Creative Data Storytelling with Python
Python enables data professionals to move beyond analysis and transform information into clear, compelling stories. With various libraries, Python supports insightful exploration, expressive visualizations, and interactive elements that enhance communication. This talk highlights practical techniques for turning patterns, trends, and insights into engaging narratives, making data more understandable, impactful, and actionable.
Purva
Purva Porwal is an AI/ML Manager at State Street Corp with decade of experience in the tech industry. Primarily contributed in Conversational AI and Natural Language Processing, she has driven impactful innovations across key industries such as finance and telecommunications. Her passion lies in harnessing AI’s potential to create meaningful transformation, and is constantly exploring emerging technologies in the field. Beyond her technical expertise, Purva is an active mentor, supporting and inspiring future professionals in the AI space. She plays an integral role in the AI community, contributing to thought leadership and fostering collaborative progress.

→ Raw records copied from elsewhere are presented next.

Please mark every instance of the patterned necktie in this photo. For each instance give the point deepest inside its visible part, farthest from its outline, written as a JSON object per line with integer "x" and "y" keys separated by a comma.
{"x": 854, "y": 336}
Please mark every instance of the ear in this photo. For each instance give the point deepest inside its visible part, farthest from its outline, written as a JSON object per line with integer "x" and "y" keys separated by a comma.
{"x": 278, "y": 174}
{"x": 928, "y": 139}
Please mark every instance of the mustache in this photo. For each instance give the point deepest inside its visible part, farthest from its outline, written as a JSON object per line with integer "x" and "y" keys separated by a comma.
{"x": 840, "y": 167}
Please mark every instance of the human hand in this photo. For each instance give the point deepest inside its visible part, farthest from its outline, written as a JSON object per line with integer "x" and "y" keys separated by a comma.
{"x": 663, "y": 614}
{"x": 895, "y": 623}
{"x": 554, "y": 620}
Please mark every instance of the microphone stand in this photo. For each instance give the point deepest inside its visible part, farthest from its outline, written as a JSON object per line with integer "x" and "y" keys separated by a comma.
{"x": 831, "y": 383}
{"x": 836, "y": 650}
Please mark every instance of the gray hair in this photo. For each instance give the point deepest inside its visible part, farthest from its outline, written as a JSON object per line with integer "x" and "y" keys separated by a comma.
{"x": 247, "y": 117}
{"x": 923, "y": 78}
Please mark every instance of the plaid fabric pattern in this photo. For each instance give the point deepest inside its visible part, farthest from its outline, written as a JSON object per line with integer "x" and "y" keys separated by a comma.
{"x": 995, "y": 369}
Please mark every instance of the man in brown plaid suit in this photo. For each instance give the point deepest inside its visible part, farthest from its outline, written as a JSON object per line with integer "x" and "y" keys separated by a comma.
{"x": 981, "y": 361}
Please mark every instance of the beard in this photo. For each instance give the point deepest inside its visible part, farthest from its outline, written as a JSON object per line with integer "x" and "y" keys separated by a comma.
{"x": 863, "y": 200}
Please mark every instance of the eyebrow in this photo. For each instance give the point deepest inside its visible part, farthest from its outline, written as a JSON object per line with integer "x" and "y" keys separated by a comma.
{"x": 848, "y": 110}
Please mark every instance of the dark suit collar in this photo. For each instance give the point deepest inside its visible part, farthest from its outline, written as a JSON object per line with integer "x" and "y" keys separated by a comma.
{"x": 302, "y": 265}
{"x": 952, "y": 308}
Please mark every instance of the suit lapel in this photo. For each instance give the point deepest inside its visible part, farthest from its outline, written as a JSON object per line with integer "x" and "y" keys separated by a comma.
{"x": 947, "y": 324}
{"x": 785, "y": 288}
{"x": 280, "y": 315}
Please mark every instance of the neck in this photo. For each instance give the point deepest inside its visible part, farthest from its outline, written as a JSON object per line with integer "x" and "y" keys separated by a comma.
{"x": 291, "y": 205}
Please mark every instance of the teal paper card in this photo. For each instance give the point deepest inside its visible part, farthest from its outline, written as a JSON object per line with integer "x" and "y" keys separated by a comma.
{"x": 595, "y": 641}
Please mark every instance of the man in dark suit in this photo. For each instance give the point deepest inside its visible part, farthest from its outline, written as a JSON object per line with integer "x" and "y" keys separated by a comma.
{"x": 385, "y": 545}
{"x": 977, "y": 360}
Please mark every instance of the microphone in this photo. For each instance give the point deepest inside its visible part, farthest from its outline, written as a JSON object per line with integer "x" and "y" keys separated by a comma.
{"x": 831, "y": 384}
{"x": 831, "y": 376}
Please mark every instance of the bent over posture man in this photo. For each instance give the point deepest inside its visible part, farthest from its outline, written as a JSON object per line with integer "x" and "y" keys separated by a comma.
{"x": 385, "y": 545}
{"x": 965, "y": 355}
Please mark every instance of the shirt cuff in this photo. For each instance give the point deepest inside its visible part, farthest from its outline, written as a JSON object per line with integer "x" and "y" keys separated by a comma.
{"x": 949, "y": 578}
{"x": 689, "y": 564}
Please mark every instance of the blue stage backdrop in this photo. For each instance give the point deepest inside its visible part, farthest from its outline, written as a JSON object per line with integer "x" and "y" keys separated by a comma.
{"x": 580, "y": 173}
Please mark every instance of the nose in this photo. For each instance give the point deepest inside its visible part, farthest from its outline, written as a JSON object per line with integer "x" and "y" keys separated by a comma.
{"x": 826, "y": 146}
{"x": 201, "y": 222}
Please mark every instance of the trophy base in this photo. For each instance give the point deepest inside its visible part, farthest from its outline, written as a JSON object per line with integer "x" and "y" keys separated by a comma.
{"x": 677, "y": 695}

Designing Python APIs for Data You Don’t Control
The web isn’t an API, but Python developers often treat it like one. This talk explores how to design Python interfaces for unstable data sources, focusing on schema evolution, defensive parsing, and protecting downstream users.
Saurav Jain
Saurav Jain, Apify's Developer Community Manager, excels in community building and devrel. With a history of growing Amplication's community to 40K, he now enhances Apify's developer engagement. An international speaker, he has contributed to more than 100 conferences from remote places in Africa to events in Silicon Valley. His work bridges developers globally, fostering innovation and collaboration within the tech ecosystem. His expertise and passion for technology make him a pivotal figure in nurturing tech communities.
Data versioning
One of the core fundamental pieces of technology every software-related tech stack is heavily dependent on is Git. The ability to version code and control the flow of development is the only common focus for every software project. We take for granted that everyone in the working industry can indeed properly version code. In this talk, we’ll explore the meaning of data versioning and how we could borrow methodologies from the software engineering field to better manage our data.
Federico Marchesi
Hi, my name is Federico Marchesi. During my career, I have had the pleasure to work with a variety of different ML systems, ranging from complex OLAP systems, distributed Machine learning inference platforms, and I have also touched the rise of modern data lakehouses. I’m especially passionate about data, which I believe is the foundation of modern software, not just in ML. Outside of work, I enjoy staying active through MTB, swimming, and running. I’m also a passionate motorsport enthusiast.
Behind Every Instant Loan Is Data Science: How Python Scorecards Decide Credit Risk
Modern digital lending demands instant decisions, and behind those decisions is a Data Science workflow powered by scorecard. This talk explains how scorecards calculates credit risk in a transparent and scalable way, from feature engineering to production deployment. Using real examples from our company, models that enable fast, reliable loan approvals.
Zafarzhon Irismetov
Senior Data Scientist at loan lending business.